Movie: The Road To Guantanamo
Summary: In 2001, four Pakistani Britons, Ruhal Ahmed, Asif Iqbal and Shafiq Rasul and another friend, Monir, travel to Pakistan for a wedding and in a urge of idealism, decide to see the situation of war torn Afganistan which is being bombed by the American forces in retaliation for the 9/11 terrorist attacks. Once there, with the loss of Monir in the wartime chaos, they are captured by Northern Alliance fighters. They are then handed them over the American forces who transport them to the prison camps at the Guantanamo Bay base in Cuba. What follows is three years of relentless imprisonment, interrogations and torture to make them submit to blatantly wrong confessions to being terrorists. In the midst of this abuse, the three struggle to keep their spirits up in that face of this grave injustice.

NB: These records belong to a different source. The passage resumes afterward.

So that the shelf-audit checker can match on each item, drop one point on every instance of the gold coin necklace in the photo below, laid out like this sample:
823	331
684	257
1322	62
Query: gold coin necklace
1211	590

My Reaction: I can’t say that most of the information in the movie was a surprise to me. I’m deeply cynical about the military, about politics, about the motivations for these wars, and I have read enough and heard enough that there was no surprise that any of this happened and is happening still. I have felt sick at the thought of Guantanamo Bay (and the other prison camps), at the U.S. policies of torture, of the suspension of any semblance of recognizing that people, all people, are owed basic rights. Yet it was still fairly abstract, the knowledge I had.
So it wasn’t new information to me, other than the particulars about the “Tipton Three,” but it definitely had a big impact on me. It was made real, and it was made personal, and it will be that much harder to put aside the knowledge of what is going on in this world.
Those three kids took a risk, partially out of idealism, and partially out of the recklessness of youth, and they paid a price that is unimaginable. The land of the free is selective in who is granted “freedom”.